ROME, FEB. 1, 2005 (Zenit.org).- The Pontifical Athenaeum Antonianum now has the status of a pontifical university.

The Congregation for Catholic Education informed the minister general of the Order of Friars Minor of the granting of the title of pontifical university to the institution on the part of John Paul II through a letter of Cardinal Angelo Sodano, Vatican secretary of state, dated Jan. 11.

In the letter, according to the order's Web page, the prefect of the Congregation for Catholic Education, Cardinal Zenon Grocholewski, stresses that the title was granted "on the basis of the possession of the requisites traditionally required and in consideration of the appreciated service of academic formation carried out by the said athenaeum."

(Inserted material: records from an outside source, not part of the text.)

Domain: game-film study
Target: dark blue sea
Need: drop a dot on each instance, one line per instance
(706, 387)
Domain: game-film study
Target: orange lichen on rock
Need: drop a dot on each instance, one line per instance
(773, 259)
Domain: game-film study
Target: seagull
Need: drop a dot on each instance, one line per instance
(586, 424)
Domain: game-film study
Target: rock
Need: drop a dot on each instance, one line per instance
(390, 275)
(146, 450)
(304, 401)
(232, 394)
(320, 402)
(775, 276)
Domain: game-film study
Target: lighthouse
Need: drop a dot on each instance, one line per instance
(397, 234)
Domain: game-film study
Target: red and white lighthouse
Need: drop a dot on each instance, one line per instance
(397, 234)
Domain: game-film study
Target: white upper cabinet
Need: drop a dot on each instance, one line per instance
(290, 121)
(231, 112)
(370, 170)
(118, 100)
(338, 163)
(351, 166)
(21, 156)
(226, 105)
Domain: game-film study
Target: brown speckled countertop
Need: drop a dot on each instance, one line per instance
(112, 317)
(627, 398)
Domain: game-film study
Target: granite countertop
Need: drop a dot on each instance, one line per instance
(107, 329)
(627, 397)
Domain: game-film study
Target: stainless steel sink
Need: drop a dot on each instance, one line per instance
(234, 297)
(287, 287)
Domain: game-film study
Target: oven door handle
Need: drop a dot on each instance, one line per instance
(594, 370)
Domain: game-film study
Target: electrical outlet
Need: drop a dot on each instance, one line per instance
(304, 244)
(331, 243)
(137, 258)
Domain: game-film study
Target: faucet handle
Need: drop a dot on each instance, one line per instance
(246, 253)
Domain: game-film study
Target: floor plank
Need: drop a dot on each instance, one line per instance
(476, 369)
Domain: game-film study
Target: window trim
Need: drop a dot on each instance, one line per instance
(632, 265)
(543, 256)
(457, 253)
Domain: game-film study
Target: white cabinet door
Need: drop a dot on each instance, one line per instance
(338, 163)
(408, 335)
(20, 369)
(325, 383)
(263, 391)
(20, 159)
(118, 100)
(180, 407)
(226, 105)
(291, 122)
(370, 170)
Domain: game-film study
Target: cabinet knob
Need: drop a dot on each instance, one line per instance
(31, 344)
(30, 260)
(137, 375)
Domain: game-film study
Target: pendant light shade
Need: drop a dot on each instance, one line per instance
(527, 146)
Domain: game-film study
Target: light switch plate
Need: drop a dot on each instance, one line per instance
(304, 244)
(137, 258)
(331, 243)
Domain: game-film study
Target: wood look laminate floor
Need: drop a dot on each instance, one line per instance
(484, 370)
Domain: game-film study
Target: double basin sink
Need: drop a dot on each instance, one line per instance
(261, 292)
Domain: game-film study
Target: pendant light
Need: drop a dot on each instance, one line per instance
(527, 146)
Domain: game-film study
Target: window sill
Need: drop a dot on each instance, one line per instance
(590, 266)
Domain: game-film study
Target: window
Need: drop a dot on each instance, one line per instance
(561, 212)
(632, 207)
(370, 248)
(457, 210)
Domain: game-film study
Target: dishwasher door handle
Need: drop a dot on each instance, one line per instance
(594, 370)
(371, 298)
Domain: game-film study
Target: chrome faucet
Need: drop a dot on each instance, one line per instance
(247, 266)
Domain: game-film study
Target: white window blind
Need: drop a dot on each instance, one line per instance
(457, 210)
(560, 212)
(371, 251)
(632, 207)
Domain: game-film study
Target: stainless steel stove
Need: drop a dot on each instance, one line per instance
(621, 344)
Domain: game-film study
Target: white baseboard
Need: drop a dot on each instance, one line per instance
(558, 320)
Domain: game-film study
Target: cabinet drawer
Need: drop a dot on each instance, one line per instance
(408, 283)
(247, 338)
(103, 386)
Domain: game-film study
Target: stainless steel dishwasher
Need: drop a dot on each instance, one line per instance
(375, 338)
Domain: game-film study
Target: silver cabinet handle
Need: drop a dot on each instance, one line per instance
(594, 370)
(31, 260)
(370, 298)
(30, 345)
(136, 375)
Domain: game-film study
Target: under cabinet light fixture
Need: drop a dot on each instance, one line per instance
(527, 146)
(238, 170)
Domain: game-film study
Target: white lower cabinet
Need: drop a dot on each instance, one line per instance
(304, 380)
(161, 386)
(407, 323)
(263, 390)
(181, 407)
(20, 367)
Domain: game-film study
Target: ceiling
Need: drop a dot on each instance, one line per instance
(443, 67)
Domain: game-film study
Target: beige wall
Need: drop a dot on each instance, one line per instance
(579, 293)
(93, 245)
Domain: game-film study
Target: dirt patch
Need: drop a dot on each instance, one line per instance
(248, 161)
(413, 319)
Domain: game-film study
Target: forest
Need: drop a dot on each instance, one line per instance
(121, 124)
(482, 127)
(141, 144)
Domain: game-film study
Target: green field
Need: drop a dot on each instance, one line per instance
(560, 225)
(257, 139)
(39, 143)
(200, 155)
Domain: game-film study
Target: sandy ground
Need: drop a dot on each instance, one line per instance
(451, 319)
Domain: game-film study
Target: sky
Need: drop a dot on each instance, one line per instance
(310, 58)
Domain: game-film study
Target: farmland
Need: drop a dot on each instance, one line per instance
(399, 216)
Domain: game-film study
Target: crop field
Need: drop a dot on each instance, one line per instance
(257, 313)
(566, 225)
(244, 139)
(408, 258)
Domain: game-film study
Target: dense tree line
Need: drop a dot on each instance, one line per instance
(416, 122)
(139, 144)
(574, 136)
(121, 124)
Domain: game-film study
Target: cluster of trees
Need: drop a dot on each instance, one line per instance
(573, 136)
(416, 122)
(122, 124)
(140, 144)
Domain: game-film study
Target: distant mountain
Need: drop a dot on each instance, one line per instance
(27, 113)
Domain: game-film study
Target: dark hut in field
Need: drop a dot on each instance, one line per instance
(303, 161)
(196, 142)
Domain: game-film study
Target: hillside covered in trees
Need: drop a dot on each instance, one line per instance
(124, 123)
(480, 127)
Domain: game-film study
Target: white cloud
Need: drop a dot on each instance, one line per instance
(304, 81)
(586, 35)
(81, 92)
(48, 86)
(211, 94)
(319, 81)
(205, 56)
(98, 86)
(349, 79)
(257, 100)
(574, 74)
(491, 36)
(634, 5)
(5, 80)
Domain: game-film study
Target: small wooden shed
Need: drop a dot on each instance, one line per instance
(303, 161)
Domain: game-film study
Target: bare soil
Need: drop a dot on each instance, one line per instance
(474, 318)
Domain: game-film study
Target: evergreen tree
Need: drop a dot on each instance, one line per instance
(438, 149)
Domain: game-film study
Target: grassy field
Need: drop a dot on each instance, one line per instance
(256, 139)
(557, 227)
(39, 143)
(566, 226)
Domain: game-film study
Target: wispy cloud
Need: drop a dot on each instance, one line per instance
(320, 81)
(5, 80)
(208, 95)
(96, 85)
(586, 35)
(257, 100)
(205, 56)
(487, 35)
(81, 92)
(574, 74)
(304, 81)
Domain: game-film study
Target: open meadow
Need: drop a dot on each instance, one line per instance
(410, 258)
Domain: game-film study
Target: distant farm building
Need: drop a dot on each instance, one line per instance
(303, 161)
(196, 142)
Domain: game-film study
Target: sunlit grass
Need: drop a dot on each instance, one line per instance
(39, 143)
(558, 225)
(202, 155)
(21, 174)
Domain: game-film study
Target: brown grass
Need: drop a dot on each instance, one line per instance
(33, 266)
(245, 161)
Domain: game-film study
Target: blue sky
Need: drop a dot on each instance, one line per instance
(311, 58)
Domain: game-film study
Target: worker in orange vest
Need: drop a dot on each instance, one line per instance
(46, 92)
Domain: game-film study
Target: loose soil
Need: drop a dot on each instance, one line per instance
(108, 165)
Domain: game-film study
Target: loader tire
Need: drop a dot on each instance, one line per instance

Father José Rodríguez Carballo, minister general of the order and grand chancellor of the athenaeum, officially announced the new status to the rector and deans of the athenaeum last week.

The official academic act of celebrating this event will be held March 18, in combination with the installation of a new rector.

The current pontifical universities in Rome are the Gregorian, the Lateran, the Urban, the Salesian, the University of St. Thomas Aquinas ("Angelicum") and the University of the Holy Cross.

Antonianum has schools of theology, biblical sciences and archaeology, and canon law. It is also the headquarters of the Redemptor Hominis Higher Institute of Religious Sciences, the Franciscan Institute of Spirituality, and the College of Medieval and Franciscan Studies.

Located near the Basilica of St. John Lateran, the institution started in 1887. Pius XI declared it a pontifical athenaeum in 1938.